Handle rollout MuJoCo errors as warnings by devshahofficial · Pull Request #3247 · google-deepmind/mujoco

devshahofficial · 2026-04-28T03:55:42Z

Summary

add raise_on_error to rollout so existing strict error behavior remains the default
when raise_on_error=False, intercept MuJoCo fatal errors during a rollout, fill the failed trajectory remainder from the current state and sensor data, and continue other batches
document the new tolerant path and cover both single-threaded and threaded rollout behavior

Validation

python3 -m py_compile python/mujoco/rollout.py python/mujoco/rollout_test.py
built local MuJoCo, generated the Python sdist, built and installed a wheel from this checkout
MUJOCO_GL=disable /tmp/mujoco-rollout-venv/bin/python -m pytest -q --pyargs mujoco.rollout_test (67 passed, 1 skipped)

devshahofficial · 2026-04-30T15:20:00Z

@haroonq @yuvaltassa this is now marked ready for review. Would one of you, or another active maintainer/contributor, be able to take a look when you have bandwidth? Happy to follow up on any requested changes or adjust the approach if there is a better direction.

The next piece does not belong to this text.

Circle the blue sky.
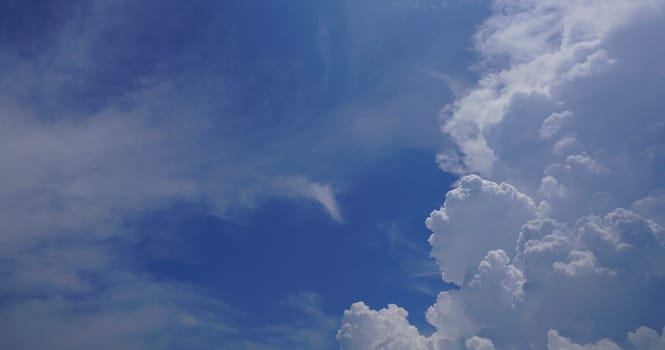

yuvaltassa · 2026-05-18T12:18:00Z

@aftersomemath WDYT?

aftersomemath

#2704 makes a good point, that exceptions should trigger the same behavior as warnings. I think we can simplify this PR considerably, see detailed comments.

aftersomemath · 2026-05-19T21:16:20Z

+        model, mujoco.MjData(model), initial_state[1], ctrl[1]
+    )
+    np.testing.assert_array_equal(
+        state[0], np.tile(state[0, 0], (nstep, 1))


The test would be stronger if the exception occurred in the middle of a rollout instead of the first step. If this can be done, I recommend it.

aftersomemath · 2026-05-19T21:17:06Z

      state: Optional[npt.ArrayLike] = None,
      sensordata: Optional[npt.ArrayLike] = None,
      chunk_size: Optional[int] = None,
+      raise_on_error: bool = True,


It seems that rollout does not raise any errors when this flag is true. It just fills the buffer with the last state. So a better name is probably fill_on_true.

The name is correct as is, my previous comment was incorrect.

aftersomemath · 2026-05-19T21:25:26Z

-            warmstart0_ptr, control_ptr, state_ptr, sensordata_ptr,
-            this->pool_.get(), chunk_size_final);
+        if (raise_on_error) {
+          InterceptMjErrors(_unsafe_rollout_threaded)(


It seems that there is no need to use InterceptMjErrors on _unsafe_rollout_threaded because _unsafe_rollout_threaded is already catching all the MuJoCo exceptions, and the return value of InterceptMjErrors is not used.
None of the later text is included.